Personal information
- Full name: Efstathios Topalidis
- Nationality: Greece
- Born: 12 October 1978 (age 47) Athens, Greece
- Height: 1.85 m (6 ft 1 in)
- Weight: 120 kg (265 lb)

Sport
- Style: Freestyle
- Club: Atlas Kallitheas
- Coach: Hristos Alexandridis

Medal record
Men's freestyle wrestling
Representing Greece
European Championships
| Bronze medal – third place | 2005 Varna | 120 kg |

= Efstathios Topalidis =

Greek sport wrestler

Efstathios Topalidis (Ευστάθιος Τοπαλίδης; born 12 October 1978) is a Greek former amateur freestyle wrestler, who competed in the men's super heavyweight category. He wrestled for the Greek squad at the 2000 Summer Olympics in Sydney, and eventually captured a bronze medal in the 120-kg category at the 2005 European Championships in Varna, Bulgaria. Topalidis trained throughout his sporting career as a member of the wrestling team for Atlas Kallitheas Club in Athens, under the tutelage of his longtime coach Hristos Alexandridis.

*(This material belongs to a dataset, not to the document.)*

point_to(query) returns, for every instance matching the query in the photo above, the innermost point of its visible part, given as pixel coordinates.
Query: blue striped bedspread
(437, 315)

Topalidis qualified for the Greek wrestling squad in the men's super heavyweight class (130 kg) at the 2000 Summer Olympics in Sydney. Nearly six months earlier, he beat Poland's Tomasz Szewczyk in a consolation match to round off the podium for the bronze and a ticket to the Games at the third pre-Olympic tournament in Mexico City, Mexico. Topalidis lost two straight matches each to Iran's eventual fourth-place finalist Abbas Jadidi (1–9) and Georgia's Alex Modebadze (0–5), wrapping up his maiden Games to last place in the prelim pool and fifteenth overall in the final standings.